Anwalt in Vietnam Dr Oliver Massmann – RECHTLICHER HINWEIS ZUM ENTWURF DES GEÄNDERTEN KONKURSGESETZES

Am 4. Februar 2025 wurde der neueste Entwurf des geänderten Konkursgesetzes („Entwurf“) vom Obersten Volksgerichtshof („SPC“) zur öffentlichen Stellungnahme veröffentlicht. Der Entwurf soll das geltende Konkursgesetz Nr. 51/2014/QH13 vom 19. Juni 2014 („Konkursgesetz 2014“) ersetzen und führt mehrere wesentliche Änderungen ein, die sich auf die Konkursverfahren auswirken können, die auf der Umsetzung des Konkursgesetzes 2014 ab seinem Inkrafttreten bis heute basieren. Die erste Frist für öffentliche Stellungnahmen läuft bis zum 25. Februar 2025 und der voraussichtliche Termin für die Vorlage des endgültigen Entwurfs ist COB Mai 2025, während das geänderte Konkursgesetz voraussichtlich 2026 in Kraft treten wird.

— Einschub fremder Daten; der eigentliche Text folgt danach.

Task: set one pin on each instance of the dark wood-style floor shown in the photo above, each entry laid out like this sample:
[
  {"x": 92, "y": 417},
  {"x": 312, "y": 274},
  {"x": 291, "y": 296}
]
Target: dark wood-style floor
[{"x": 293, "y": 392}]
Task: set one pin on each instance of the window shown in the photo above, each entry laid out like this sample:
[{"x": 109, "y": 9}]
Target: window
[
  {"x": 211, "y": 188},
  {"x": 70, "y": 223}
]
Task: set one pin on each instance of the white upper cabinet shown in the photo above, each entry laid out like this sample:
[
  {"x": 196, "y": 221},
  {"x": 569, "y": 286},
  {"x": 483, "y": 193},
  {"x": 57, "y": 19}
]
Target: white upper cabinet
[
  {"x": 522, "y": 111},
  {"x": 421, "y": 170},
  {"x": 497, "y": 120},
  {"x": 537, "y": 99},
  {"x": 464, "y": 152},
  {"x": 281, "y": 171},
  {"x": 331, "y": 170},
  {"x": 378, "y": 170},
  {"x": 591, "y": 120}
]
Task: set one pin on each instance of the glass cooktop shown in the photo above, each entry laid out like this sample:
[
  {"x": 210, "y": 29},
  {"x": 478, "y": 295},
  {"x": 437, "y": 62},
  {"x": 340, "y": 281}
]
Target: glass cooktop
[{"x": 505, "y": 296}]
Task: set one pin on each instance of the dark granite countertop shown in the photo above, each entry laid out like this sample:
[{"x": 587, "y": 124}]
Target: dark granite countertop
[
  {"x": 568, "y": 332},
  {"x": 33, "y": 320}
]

Die wichtigsten Punkte des Entwurfs sind folgende:
1. Grundlegende Prinzipien für das Konkursrecht
Der Entwurf wurde um Grundsätze für das Konkursrecht ergänzt. Es handelt sich um folgende Grundsätze: (i) Transparenz bei den Sanierungsverfahren und der Konkurserklärung; (ii) Fairness bei der Aufteilung der Konkursmasse; und (iii) Maximierung des Wertes der Konkursmasse.
2. Bedingungen für die Insolvenz:
Der Entwurf sieht zwei Szenarien für insolvente Unternehmen vor. Demnach sind insolvente Unternehmen nach dem Entwurf entweder
Szenario 1 (neu vorgeschlagenes Szenario): Unternehmen, die nicht in der Lage sind, fällige Schulden für sechs (06) Monate ab dem Fälligkeitsdatum zu bezahlen, außer in Fällen höherer Gewalt oder objektiver Hindernisse.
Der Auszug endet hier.